Create plots in R based on the hail metrics

Hi there!

I’m new to hail, and I was hoping you could help me with the following:

I have installed hail to the cluster, but I cannot create/view plots there. Ideally, I would like to create plots for all the metrics that come up when I use the mt.summarize() command. How can I save this output, so that I can then read it in R?

Thank you!
Maria

Hi Maria

Thanks for reaching out to us!

If you would like to visualize QC metrics like call rates etc, I would highly recommend using the Hail plotting tools
You can either use the save button on the interactive notebook or use this discussion to guide you to it .

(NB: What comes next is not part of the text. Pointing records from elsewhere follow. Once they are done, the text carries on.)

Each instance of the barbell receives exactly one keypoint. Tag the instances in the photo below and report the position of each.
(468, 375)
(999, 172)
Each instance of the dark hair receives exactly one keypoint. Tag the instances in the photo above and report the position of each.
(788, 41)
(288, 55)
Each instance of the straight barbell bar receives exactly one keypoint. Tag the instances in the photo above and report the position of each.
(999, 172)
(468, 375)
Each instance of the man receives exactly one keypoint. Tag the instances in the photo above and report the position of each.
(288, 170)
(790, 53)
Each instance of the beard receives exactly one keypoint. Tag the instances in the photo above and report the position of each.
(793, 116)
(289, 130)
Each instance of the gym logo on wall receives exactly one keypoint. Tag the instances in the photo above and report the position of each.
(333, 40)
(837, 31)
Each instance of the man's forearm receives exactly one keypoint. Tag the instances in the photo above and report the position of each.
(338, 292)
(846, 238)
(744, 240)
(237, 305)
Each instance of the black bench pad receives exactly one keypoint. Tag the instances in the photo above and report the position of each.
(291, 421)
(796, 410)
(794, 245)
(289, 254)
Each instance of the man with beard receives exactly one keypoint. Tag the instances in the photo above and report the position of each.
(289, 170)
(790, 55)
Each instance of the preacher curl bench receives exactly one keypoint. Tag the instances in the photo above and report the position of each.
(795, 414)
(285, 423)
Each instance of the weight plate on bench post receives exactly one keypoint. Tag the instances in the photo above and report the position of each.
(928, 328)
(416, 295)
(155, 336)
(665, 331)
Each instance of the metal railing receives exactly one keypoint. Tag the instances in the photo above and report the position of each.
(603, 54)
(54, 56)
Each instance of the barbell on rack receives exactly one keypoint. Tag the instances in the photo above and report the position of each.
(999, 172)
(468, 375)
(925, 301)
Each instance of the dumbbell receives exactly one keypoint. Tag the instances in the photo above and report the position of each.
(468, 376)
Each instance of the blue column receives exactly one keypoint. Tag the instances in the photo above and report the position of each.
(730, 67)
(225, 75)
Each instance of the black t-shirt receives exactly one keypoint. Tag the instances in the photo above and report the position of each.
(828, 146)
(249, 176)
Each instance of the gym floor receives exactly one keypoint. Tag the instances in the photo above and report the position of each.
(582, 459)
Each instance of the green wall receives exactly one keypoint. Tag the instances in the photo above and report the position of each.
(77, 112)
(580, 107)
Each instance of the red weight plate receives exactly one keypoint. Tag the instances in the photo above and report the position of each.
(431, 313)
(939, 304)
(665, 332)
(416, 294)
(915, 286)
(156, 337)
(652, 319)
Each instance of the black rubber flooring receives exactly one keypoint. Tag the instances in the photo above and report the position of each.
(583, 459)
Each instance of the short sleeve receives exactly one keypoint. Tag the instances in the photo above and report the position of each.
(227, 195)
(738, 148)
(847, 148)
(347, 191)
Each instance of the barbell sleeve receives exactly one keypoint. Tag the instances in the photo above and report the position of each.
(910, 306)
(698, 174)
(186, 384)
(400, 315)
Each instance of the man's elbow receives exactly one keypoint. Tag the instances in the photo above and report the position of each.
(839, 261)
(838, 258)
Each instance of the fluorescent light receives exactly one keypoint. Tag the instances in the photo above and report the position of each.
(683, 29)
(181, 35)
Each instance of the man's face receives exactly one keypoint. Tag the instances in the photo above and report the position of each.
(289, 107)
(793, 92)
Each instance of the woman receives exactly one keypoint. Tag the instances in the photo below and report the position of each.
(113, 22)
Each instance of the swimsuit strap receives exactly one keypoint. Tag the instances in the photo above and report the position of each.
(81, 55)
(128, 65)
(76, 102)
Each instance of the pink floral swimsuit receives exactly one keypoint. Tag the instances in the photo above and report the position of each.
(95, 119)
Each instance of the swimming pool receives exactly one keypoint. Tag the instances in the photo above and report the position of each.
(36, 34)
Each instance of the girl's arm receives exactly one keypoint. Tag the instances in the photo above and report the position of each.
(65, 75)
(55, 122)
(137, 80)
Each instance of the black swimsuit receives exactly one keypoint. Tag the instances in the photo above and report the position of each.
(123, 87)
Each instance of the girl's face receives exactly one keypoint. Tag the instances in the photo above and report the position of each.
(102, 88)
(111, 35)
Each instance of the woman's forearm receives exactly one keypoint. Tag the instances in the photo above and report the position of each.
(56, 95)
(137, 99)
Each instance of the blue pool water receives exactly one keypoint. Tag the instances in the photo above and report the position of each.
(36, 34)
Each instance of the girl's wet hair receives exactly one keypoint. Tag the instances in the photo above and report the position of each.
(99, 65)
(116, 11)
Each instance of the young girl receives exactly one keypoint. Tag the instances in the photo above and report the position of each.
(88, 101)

It would be more cost effective then to summarize what you will need in a smaller dataset/table, export it as a tsv, and import it into your R environment for further plotting with the admittedly amazing ggplot2

1 Like

Hi Kumar,

Thank you very much for your prompt response. This is very helpful. I don’t have the jupiter notebook installed, instead I use ipython. I followed the tutorial and used these instructions:
from bokeh.io import show, output_notebook
from bokeh.layouts import gridplot
output_notebook()

And then it looks like I created the plots, but I can’t find a way to save them. I looked at the discussion link you provided, but it seems that I need to install dependencies (selenium etc). Hail has been installed as a singularity image at the cluster, so I have now asked our technician to see if he can add these to the image. In the meantime, is there another way to save the plots? Also, you mentioned that I could summarize what I will need in a smaller dataset/table and export it. Could you please provide me with some example commands of how I could do this?
Thank you very much!

Hey @Maria!

Sorry you’re having trouble with Hail’s plotting libraries.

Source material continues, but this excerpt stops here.